He looked around the table to get the other players' encouragement, hoping someone might cheer him on, but everyone was staring at the general.
"I—" the steward muttered, his ability to speak shattered by stress.
"Commander," Fenix heard the word as a rumble in his gut as much as a sound in his ears. "Stand up and face me. That is an order."
Al-Jarrah was pissed, no question about that. Fenix might have shaved his luck too thin.
Again.
He couldn't ignore al-Jarrah any longer—but he couldn't just walk away from the table either.
Fenix stood, slowly, dragging it out, pushing his chair back but keeping his hands flat on the table, hoping the steward would come to his senses.

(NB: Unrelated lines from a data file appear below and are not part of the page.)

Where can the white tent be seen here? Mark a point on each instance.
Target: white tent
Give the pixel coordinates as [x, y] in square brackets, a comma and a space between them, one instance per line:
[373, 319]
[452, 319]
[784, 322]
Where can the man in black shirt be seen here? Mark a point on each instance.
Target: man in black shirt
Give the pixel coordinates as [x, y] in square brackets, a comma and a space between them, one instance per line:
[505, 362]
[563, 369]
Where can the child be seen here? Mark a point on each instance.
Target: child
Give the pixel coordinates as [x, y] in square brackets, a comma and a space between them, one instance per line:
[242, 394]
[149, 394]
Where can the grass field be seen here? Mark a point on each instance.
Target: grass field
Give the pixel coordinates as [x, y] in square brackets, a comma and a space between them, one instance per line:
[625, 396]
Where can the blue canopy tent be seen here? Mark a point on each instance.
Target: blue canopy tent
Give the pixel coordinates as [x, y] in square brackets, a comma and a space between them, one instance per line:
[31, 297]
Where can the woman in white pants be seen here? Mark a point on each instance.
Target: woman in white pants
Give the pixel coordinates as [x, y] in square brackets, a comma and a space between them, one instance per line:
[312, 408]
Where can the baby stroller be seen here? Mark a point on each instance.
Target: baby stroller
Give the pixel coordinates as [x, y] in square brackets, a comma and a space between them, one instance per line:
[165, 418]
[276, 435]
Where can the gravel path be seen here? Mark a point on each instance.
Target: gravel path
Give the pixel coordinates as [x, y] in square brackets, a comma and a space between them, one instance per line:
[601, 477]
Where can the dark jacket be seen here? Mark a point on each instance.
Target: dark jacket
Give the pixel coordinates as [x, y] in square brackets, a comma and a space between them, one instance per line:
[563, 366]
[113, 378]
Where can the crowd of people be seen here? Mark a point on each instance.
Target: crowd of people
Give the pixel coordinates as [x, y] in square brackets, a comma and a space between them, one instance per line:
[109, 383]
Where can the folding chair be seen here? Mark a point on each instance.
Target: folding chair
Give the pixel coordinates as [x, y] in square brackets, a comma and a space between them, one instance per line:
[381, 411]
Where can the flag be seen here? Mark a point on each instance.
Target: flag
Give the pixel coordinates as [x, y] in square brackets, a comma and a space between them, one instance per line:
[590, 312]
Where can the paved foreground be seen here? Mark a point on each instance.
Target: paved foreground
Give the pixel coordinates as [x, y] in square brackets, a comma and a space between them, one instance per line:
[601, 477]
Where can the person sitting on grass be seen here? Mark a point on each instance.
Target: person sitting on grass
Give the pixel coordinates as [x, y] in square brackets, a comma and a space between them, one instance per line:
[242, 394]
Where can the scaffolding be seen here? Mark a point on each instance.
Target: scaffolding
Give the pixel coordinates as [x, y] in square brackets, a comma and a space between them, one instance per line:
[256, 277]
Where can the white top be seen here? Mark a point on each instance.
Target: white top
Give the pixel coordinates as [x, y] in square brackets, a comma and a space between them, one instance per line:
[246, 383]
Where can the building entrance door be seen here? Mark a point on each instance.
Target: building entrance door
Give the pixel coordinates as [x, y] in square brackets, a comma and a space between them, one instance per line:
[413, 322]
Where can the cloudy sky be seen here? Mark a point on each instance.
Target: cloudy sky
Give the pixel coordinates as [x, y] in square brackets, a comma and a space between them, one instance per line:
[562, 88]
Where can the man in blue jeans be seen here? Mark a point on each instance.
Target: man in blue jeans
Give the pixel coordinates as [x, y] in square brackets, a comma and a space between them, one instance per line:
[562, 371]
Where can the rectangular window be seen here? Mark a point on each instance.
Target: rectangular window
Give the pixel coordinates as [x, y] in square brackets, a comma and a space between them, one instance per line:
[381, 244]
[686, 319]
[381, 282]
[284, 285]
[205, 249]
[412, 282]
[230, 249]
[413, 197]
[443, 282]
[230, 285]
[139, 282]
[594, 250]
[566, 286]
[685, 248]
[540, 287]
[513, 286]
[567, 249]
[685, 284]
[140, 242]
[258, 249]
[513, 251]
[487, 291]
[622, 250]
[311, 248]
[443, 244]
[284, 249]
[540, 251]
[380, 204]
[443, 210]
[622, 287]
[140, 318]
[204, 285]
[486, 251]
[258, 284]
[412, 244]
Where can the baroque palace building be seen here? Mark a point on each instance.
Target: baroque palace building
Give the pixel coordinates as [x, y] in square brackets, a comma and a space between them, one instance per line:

He picked up his cards and flashed them at the general. "Come on, Uncle. I can't walk away from a hand like this, can I?"
Fenix hadn't called al-Jarrah "Uncle" for fifteen years.
The general's jaw bulged. His eyes were sunken blast craters in the tight lines of his face.
Fenix sensed something new, like he was skirting the edge of real trouble, but he was pot-committed. He couldn't stop if he wanted to.
Then the clock hit double zero, and the hand was dead.
He'd won, but the medal of office hadn't been on the table. His prize had slipped away.
Fenix took a breath, gave himself a moment to grieve the bad beat, then let it go and moved onto his next task—de-escalating al-Jarrah.
"Clear the room," the general said, his voice barely a whisper. The troopers swept into action and spread out, lining up in pairs around the other players at the table.
"I surrender," the kid said as he got up on his own, before the troopers had come close. "I’m not resisting."
Alexandra shot Fenix a scowl, eyes narrowed and her lips pulled into a pout, but he saw right through her mask of irritation. Warmth stirred between his legs.
He flashed her his best pants-dropping grin, the one that had radiated from feeds across the known worlds, and that was all it took. She was good to go.
She stood, rising nearly as tall as the general on long, strong legs, smoothed down the front of her jacket, eyed the troopers as if daring one of them to lay a hand on her and see how it turned out, then strode out without looking back. She looked good walking away.
Fenix twitched a lurid eyebrow, trying to crack his uncle’s scowl, but the lines on either side of his mouth only deepened.
The steward still hadn't moved. Even after all this, with troopers now pressed close on either side and the entire room staring him down, he had yet to look up from the pile of akt on the table. He was a still life: "Crushed by indecision," cast in flesh.
Until the armored fingers around his biceps, hauling him from his chair, shocked him back to his senses.
"I call! I call!" he shouted as the troopers dragged him away. He kicked his feet, fighting, straining to get his chips into the pot. Too late for that.
Fenix leaned forward and peeked under the corner of the final community card. It was the last ace. The one card that could have beat him.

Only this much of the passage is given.